Developer Guide Help

Data Indices

Cafe Variome V3 utilises a dynamic query interface, which automatically displays or hides query elements based on the data available in the database. To achieve this, it regularly indexes the databases, generating indices that are then distributed across the entire network.

Record Level Indices

Record level indices are stored in RecordIndex objects. They follow this format:

{ "capability": { "subject": true, "genes": true, "hpo": true, "ordo": true, "snomed": true, "variant": true, "source": true, "eav": true, "subjectCapability": { "age": true, "gender": true, "familyType": true, "affected": true } }, "recordCount": 100, "eavIndex": { "attributes": { "patient_type": "Patient Type", "visits-to-hospital": "Visits to Hospital" }, "values": { "clinicalTrial": "Clinical Trial", "selfVisit": "Self Visit" }, "mappings": { "patient_type": [ "clinicalTrial", "selfVisit" ] } } }

Capability

The capability field identifies the types of data available in the database. The example above shows that the database contains subject data (demographic data), HPO terms, Gene codes, and OIDC terms, among others.

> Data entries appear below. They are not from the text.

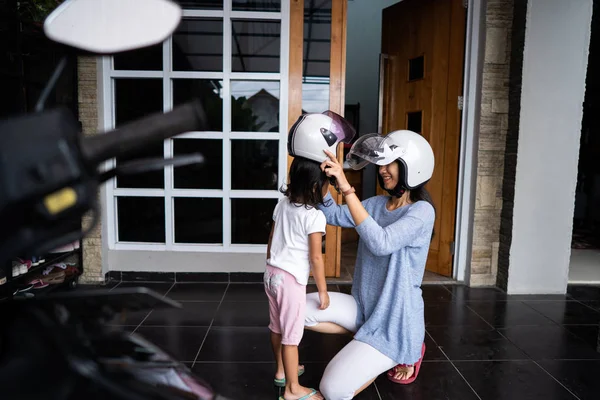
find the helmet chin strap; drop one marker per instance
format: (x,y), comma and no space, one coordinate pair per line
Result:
(398,191)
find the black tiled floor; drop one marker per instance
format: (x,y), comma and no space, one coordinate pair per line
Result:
(588,333)
(191,314)
(550,343)
(160,288)
(463,293)
(584,293)
(508,313)
(437,380)
(237,345)
(436,293)
(508,380)
(246,292)
(580,377)
(432,352)
(566,312)
(182,343)
(243,314)
(496,342)
(197,291)
(130,318)
(463,343)
(450,314)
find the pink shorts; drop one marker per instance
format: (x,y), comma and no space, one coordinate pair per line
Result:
(287,303)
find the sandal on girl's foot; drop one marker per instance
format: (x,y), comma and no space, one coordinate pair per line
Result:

The demographic data is somewhat unique. Most general-purpose ontologies contain their own terms for demographic descriptions, which can cause confusion when multiple ontologies are used simultaneously. For instance, if subject gender is stored using NCIT terms, but the user searches using SNOMED Clinical Terms, the system won't automatically translate between these different ontologies. Given that demographic filters are frequently utilised, we have introduced a generic subject filter to handle ontology translations. The subjectCapability field reports the specific demographic filters supported by the database.

Record Count

The record count shows the number of subjects present in the specified resource (which could be a source, an instance, a network, etc.). This count is used to calculate scores, such as response quality and differential privacy metrics.

EAV Index

Since the system cannot accommodate every possible data model, we've implemented a generic Entity-Attribute-Value (EAV) model for each subject and developed a query system to search these fields. The eavIndex field captures information about the attributes present, their possible values, and their corresponding display names. The query interface dynamically populates using this data.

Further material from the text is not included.